Red Cross and Doctors Without Borders said 21 aid workers died. Air Force admits the original target was a Boko Haram camp in the region.
At least 52 peoole were killed in Rann (State of Borno) after a fighter jet of the government attacked a refugee camp.
The operation was an accidental airstrike, the pilots thought they were attacking an insurgency camp.
Refugees, aid workers and soldiers are among the victims, local newspaper Punch News reported.
The Nigerian Air Force Director of Communications Ayodele Famuyiwa, said: “We are saddened by today’s accidental air strike (…) in which innocent lives were lost. While available information is still sketchy, the loss occasioned by this unfortunate incident is deeply regretted. We commiserate with the affected families and would update the public as soon as detailed facts emerge from the investigation.”
A CAMP FOR INTERNALLY DISPLACED PEOPLE
At the camp in Rann, aid workers distribute food to internally displaced people. About 25,000 people are staying there at the moment, many of them Christians who have fled radical Islamists, sources said.

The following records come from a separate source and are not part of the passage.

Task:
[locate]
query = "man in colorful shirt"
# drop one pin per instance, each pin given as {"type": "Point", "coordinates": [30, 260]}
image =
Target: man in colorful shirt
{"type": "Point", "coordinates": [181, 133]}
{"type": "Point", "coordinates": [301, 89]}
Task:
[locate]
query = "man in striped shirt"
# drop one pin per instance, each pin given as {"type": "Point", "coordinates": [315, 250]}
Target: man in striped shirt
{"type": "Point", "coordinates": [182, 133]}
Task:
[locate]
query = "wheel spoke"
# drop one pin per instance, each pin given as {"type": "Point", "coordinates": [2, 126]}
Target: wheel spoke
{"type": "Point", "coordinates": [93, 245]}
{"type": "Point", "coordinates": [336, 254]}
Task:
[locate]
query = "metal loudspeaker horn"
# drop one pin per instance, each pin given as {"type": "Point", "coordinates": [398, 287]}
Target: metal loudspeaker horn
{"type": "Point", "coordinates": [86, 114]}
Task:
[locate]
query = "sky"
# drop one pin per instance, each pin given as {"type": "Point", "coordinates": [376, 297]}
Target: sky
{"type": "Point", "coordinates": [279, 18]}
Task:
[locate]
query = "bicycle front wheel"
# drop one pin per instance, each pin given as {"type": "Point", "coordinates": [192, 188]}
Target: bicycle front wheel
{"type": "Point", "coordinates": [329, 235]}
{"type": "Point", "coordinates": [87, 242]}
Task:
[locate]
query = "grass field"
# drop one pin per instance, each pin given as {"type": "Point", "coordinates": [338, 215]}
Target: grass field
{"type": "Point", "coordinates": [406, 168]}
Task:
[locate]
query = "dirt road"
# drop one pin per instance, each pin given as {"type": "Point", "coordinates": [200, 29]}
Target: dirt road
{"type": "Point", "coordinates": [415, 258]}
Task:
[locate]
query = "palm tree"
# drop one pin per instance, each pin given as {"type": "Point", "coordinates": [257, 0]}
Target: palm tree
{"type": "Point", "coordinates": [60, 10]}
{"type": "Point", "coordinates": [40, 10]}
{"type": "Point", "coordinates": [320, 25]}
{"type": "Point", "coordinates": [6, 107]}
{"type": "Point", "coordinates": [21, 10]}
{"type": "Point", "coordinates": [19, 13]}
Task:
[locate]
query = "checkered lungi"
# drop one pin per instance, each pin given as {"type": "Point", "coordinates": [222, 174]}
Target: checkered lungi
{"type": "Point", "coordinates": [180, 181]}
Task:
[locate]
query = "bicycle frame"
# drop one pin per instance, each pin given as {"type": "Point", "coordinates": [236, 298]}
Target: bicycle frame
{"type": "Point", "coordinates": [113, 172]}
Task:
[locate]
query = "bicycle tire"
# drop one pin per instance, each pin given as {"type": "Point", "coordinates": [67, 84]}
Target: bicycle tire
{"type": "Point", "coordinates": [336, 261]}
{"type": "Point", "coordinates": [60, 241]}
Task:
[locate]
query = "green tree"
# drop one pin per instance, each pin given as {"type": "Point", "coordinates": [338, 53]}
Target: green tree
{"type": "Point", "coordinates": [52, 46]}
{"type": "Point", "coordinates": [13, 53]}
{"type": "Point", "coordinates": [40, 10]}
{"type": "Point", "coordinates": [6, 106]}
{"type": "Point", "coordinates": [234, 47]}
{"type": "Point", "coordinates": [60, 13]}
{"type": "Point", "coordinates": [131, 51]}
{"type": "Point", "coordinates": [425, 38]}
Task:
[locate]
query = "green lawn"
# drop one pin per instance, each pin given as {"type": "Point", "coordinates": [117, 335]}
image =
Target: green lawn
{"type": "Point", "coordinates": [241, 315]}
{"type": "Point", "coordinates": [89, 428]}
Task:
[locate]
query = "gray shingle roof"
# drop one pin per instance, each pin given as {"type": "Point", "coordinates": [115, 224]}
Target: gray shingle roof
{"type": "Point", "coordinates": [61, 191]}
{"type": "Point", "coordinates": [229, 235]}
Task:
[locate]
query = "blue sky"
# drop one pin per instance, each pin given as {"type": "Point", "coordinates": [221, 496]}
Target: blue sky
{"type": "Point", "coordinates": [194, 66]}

Doctors Without Frontiers said in a statement: “Our teams have seen 120 wounded and 50 dead following the bombing.” Six members of the organisation have died.
“This large-scale attack on vulnerable people who have already fled extreme violence is shocking and unacceptable”, Dr Jean-Clément Cabrol, MSF Director of Operations, added.
Staff of Red Cross working on the ground reported that 13 of their members had been killed and several others wounded.
Officials said the Nigerian Air Force had been given coordinates of Boko Haram terrorists in the Kala-Balge area.
The President of Nigeria, Muhammadu Buhari and the President of the state of Borno offered emergency help and hospitals to assist the wounded.